Retinal Vessel Blockages
Most people know high blood pressure and other vascular diseases pose risks to overall health, but many may not know that these problems can affect vision by damaging the blood vessels (arteries and veins) in the eye. Arteries are the pipes that carry the blood from the heart and lungs to all the other parts of the body including the retina the light sensing nerve layer lining the back of the eye.
Veins are the pipes that carry the blood back to the heart and lungs. The retina has both arteries and veins. Blockages can occur in both types of vessels in either the main vessels or branches. Diabetes, high cholesterol, smoking and obesity also increase the risks of such problems.
Branch Retinal Artery Occlusion (BRAO)
Branch retinal artery occlusion blocks the small branch arteries in the retina. The most common cause of BRAO is a thrombosis, the formation of a blood clot. Sometimes the blockage is caused by an embolus, a clot carried by the blood from another part of the body.
Central vision is lost suddenly if the blocked retinal artery is one that nourishes the macula, the part of the retina responsible for fine sharp vision. Following BRAO, vision can range from norm(20/20) to barely detecting hand movement.
Central Retinal Artery Occlusion (CRAO)
Central retinal artery occlusion is a blockage of the main artery in your retina.

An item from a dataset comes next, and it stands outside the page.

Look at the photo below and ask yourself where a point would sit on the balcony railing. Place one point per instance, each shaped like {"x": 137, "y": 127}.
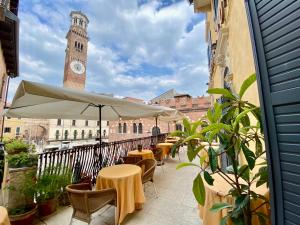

The first sign of CRAO is a sudden and painless loss of vision that leaves you barely able to count fingers or determine light from dark.
Loss of vision can be permanent. Irreversible retinal damage occurs after 90 minutes. The goal of treatment is to restore retinal blood flow. After treatment, you should have a thorough medical evaluation.
CRAO usually occurs in people between the ages of 50 and 70. The most common medical problem associated with CRAO is arteriosclerosis, hardening of the arteries. Carotid artery disease is found in almost half the people with CRAO.
The most common cause of CRAO is a thrombosis, an abnormal blood clot formation. Sometimes CRAO is caused by an embolus, a clot that breaks off from another area of the body and is carried to the retina by the bloodstream.
Branch Retinal Vein Occlusion (BRVO)
A blocked vein can cause leakage of blood into the retina and vision loss. This is known as a branch vein occlusion and may be treated with medication or a laser.
Branch retinal vein occlusion blocks small branch veins in the retina. If the blocked retinal veins are ones that nourish the macula, the part of the retina responsible for straight-ahead vision, some central vision is lost. During the course of vein occlusion, sixty percent or greater will have swelling of the central macular vision area. In about one third of people, this macular edema will remain for over one year.
BRVO causes a painless decrease in vision, resulting in misty or distorted vision. If the veins cover a large area, new abnormal vessels may grow on the retinal surface, which can bleed into the eye and cause blurred vision.
High blood pressure is the most common condition associated with BRVO. About 10 to 12 percent of the people who have BRVO also have glaucoma (high pressure in the eye).
There is no cure for BRVO. Finding out what caused the blockage is the first step in treatment. Your ophthalmologist may recommend a period of observation, since hemorrhages and excess fluid may subside on their own. Depending on how damaged the veins are, laser surgery may help reduce the swelling and improve vision. Laser surgery may also shrink the abnormal new blood vessels that are at risk of bleeding.
Central Retinal Vein Occlusion (CRVO)
Central retinal vein occlusion blocks the main vein in the retina. The blockage causes the walls of the vein to leak blood and excess fluid into the retina. When this fluid collects in the macula-the area of the retina responsible for central vision-vision becomes blurry.
Floaters in your vision are another symptom of CRVO. When retinal blood vessels are not working properly, the retina grows new fragile vessels that leak blood into the vitreous, the fluid that fills the center of the eye. Blood in the vitreous clumps and is seen as tiny dark spots, or floaters, in the field of vision.
In severe cases of CRVO, the blocked vein causes painful pressure in the eye. Retinal vein occlusions commonly occur with glaucoma, diabetes, age-related vascular disease, high blood pressure, and blood disorders.
The first step is finding what is causing the vein blockage. There is no cure for CRVO. Your ophthalmologist may recommend a period of observation, since hemorrhages and excess fluid often subside on their own. Laser surgery may be effective in preventing further bleeding into the vitreous, or for treating glaucoma, but it cannot remove the hemorrhage or cure glaucoma once it is present.